The helmet is a shiny metal object with lines unlike anything in nature, it therefore stands out against a natural background. The layers of camouflage applied here serve different purposes. The hessian removes any potential shine from the helmet by covering the metal in its entirety. The net then breaks up the outline and allows further pieces of burlap or natural vegetation to be threaded through to reduce its ‘helmet’ like appearance and better blend into the background. This could be highly effective, but troops were warned not to take it too far as a moving bush was not realistic either!

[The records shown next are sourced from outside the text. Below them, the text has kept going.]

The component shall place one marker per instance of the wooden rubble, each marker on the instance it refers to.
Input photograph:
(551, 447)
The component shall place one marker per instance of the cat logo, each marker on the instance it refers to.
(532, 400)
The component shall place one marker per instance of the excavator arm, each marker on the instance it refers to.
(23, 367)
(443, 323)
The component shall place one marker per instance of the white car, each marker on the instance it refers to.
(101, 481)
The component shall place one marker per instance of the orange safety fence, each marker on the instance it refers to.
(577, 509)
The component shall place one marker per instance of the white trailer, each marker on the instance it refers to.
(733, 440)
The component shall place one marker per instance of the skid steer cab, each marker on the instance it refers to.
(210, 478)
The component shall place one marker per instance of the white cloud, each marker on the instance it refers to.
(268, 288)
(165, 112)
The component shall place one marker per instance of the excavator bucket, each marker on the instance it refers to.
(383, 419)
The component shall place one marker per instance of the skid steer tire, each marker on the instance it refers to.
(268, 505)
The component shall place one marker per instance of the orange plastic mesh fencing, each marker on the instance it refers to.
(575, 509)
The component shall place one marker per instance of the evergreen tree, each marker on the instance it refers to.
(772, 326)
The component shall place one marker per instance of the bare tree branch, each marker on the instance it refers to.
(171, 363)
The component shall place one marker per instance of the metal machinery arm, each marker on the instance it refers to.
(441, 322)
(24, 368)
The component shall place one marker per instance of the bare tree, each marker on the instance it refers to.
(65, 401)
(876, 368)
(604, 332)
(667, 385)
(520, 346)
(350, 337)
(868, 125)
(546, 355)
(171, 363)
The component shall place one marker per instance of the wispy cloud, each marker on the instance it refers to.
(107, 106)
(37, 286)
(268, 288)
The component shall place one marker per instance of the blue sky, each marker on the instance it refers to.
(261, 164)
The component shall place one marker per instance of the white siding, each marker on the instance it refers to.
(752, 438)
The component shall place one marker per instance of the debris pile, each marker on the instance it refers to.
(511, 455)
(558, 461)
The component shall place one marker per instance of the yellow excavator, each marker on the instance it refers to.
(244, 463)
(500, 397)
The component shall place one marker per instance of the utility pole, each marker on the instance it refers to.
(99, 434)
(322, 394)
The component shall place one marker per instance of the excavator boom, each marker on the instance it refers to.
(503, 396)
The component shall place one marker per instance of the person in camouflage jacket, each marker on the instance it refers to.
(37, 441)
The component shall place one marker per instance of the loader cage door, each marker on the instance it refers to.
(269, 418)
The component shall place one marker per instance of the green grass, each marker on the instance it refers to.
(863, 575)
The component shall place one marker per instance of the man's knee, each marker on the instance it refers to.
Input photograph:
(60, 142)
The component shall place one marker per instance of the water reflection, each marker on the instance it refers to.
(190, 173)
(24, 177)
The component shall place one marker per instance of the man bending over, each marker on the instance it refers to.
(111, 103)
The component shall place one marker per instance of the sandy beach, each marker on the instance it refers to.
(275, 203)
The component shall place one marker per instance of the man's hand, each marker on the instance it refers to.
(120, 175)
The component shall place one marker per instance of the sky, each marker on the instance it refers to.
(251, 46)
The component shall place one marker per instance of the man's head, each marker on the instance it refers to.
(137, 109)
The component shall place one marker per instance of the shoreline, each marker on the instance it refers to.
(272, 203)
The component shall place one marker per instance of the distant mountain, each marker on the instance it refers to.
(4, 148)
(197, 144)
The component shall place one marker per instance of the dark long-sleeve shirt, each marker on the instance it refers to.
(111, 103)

Here troops form the Royal Scots Fusiliers clear a village during Operation Epsom in June 1944, each wearing the Mk II helmet, appropriately camouflaged and scrimmed:
Part of the Osprey Mk II and Mk III body armour set included a pouch holding a helmet bag. The helmet bag is designed to give a soldier a safe place to stow his helmet when it is not needed, somewhere it will be secure, out of the way but easy to access if it needs to be quickly donned. A lot of troops issued with the PLCE sets used a climbers carabineer usually attached to one of the shoulder straps or the waist which was used to clip the Mk 6 helmet to. The Osprey system gave troops a dedicated bag for this and although I do not have the pouch it is stowed in, I do have the mesh bag:The bag is designed to be large enough to fit a Mk 6 helmet in reasonably snuggly so that it doesn’t rattle around:The neck of the back has a drawstring and an adjustable strap allows it to be attached to the Osprey system:As well as the drawstring, two large Velcro panels are also provided to help secure the neck:I am not sure how popular this helmet bag was in service as I have struggled to find much information on it, one thing I did find referenced was its use as a dump pouch for used magazines. In combat there often isn’t time to carefully stow used magazines away, but equally a soldier does not want to just drop them on the ground where they might get damaged, lost or stolen by the enemy. A dump bag is just an open bag that used magazines can be dropped into until there is a lull in combat when they can be put back into pouches. This large open mesh bag would probably be well suited to this role and would obviously not be needed for its primary purpose when contact with the enemy had been made.
My thanks got to Michael Whittaker for kindly letting me have this piece.